Guidance

Methodology statement: DWP benefits statistical summary

Updated 13 February 2024

Introduction

The main purpose of this document is to provide users with information about the methods used to produce the DWP Benefits statistics release and its main products, in accordance with practices set out in the Code of Practice for Statistics. The DWP benefits statistics collection brings together summary National and Official statistics available through Stat-Xplore on the following benefits:

  • Attendance Allowance (AA)
  • Bereavement benefits (BB)
  • Bereavement Support Payment (BSP)
  • Carer’s Allowance (CA)
  • Disability Living Allowance (DLA)
  • Employment and Support Allowance (ESA)
  • Housing Benefit (HB)
  • HB flows
  • Incapacity Benefit (IB)
  • Income Support (IS)
  • Industrial Injuries Disablement Benefit (IIDB)
  • Jobseeker’s Allowance (JSA)
  • Pension Credit (PC)
  • Severe Disablement Allowance (SDA)
  • State Pension (SP)
  • Widow’s Benefit (WB)

A statistical summary document is published on a 6-monthly basis in February and August each year. It contains a high level summary of the latest National Statistics for the benefits listed above and where relevant messages regarding:

  • Personal Independence Payment (PIP)
  • Universal Credit (UC)
  • DWP benefit combinations

We have previously published National and Official statistics on the following benefit breakdowns twice a year in May and November via data tables within this collection:

  • State Pension 5% sample

These data tables were suspended from August 2021 due to the source data not being representative following the introduction of a new DWP computer system. For more information on this issue see the background information note.
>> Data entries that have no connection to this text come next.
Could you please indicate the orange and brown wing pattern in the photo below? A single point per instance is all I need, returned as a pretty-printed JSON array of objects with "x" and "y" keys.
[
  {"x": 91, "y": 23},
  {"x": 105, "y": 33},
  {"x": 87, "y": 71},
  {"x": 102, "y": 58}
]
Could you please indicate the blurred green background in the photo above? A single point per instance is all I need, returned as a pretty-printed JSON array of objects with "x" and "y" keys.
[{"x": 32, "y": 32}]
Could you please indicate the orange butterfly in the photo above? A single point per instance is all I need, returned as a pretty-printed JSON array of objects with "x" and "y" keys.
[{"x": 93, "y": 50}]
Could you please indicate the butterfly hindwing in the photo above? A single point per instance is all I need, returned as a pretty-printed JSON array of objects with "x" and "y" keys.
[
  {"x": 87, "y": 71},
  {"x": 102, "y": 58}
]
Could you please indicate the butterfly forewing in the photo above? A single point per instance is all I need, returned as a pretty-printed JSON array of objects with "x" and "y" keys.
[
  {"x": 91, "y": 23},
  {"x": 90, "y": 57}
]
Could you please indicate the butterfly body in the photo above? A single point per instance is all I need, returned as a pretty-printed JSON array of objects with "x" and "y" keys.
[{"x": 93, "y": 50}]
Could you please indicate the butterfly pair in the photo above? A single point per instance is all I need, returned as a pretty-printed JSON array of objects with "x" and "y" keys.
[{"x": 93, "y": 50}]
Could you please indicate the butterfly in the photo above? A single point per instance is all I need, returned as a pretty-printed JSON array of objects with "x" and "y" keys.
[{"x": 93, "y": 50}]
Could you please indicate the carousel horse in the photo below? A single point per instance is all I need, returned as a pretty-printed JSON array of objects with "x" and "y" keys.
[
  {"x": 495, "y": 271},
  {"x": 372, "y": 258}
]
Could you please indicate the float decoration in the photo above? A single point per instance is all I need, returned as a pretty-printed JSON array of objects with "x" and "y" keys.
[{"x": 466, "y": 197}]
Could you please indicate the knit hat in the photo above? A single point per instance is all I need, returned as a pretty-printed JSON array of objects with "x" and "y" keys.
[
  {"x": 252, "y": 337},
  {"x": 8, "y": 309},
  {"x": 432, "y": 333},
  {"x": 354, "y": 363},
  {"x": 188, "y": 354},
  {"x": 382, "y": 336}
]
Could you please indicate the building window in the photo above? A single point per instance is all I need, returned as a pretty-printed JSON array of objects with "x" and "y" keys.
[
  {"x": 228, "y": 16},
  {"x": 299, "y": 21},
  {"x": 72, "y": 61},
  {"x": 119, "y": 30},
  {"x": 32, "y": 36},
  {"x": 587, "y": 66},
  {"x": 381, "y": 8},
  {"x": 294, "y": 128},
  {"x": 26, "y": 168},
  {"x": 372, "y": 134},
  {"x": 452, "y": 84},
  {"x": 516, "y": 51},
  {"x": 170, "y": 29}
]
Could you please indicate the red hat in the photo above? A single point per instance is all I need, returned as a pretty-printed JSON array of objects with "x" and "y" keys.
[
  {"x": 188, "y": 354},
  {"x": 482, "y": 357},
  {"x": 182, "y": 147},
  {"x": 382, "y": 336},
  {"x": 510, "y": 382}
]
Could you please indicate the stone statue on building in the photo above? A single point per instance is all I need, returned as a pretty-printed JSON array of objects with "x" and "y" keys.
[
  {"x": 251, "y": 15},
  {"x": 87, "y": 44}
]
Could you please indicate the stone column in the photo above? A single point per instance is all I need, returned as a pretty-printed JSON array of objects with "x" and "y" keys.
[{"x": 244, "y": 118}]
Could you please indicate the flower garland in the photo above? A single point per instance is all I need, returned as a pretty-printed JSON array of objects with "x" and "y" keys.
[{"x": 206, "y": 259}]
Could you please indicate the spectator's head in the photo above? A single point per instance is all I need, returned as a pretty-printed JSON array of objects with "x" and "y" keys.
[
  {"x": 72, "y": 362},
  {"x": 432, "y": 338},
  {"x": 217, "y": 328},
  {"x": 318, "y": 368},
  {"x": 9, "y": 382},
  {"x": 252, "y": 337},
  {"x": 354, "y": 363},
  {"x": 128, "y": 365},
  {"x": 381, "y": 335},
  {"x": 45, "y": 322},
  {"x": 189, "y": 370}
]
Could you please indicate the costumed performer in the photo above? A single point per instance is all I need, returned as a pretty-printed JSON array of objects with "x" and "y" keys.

We also publish Official statistics on a quarterly basis via data tables as part of this release:

The benefits covered by this document are JSA, IS, IB, IIDB, SDA, ESA, CA, WB/BB, DLA, PC, SP and AA. Statistics for all of these benefits follow a common production process detailed below.

Annex A details the methodology for MA and SP tables produced using 5% sample data.

Separate methodology documents are available for UC, PIP, BSP, HB and HB flows (see Annex B). This is because they use different types of data and follow different production processes.

Overview

Responsibility for producing the data we publish sits with two teams who work closely together within DWP Digital Data and Analytics. The Data Delivery Team produce frozen snapshot data known as the 100% Frozen data source. The datasets are based on administrative data derived from DWP computer systems. The data are sometimes referred to as the Work and Pensions Longitudinal Study (WPLS). The snapshots represent the situation as at the last day of each quarter. In some instances, 5% samples of data are produced where a broader range of variables are needed for a publication.

The Client Statistics Team are responsible for conducting quality assurance checks on the data, for the hosting of the data on the Stat-Xplore dissemination tool and for the production of the statistical summary release.

Data production

Production begins with the creation of the Frozen Datasets. The Frozen Datasets are a snapshot of the benefit system at a certain point in time, the last day of the quarter. They are ran using a program called SAS and are derived from the National Benefits Database (NBD).

Additional data are then provided from a point-in-time dataset called GMSONE. NBD holds claim level information on what benefits a person has claimed past and present, whilst GMSONE holds claim level information on what benefits a person is on at that point in time and contains key characteristics about each benefit claim at that point in time. The data for GMSONE comes from the different benefit computer systems, collected by DWP for administrative purposes.

The SAS program used to create the datasets is run as soon as the latest NBD is available. The Frozen Datasets contain all customers on benefit at that point in time across all benefits and contain key characteristics about each benefit claim at that point in time. Additionally, there is a dataset representing the personal characteristics of each claimant called “Pers”. This contains information such as age, gender, location. The key feature of the Pers dataset is the identification of key groups of people by the combination of benefits they receive. An additional dataset called the Address History File is used to assign geographical information to the pers file in line with this guidance.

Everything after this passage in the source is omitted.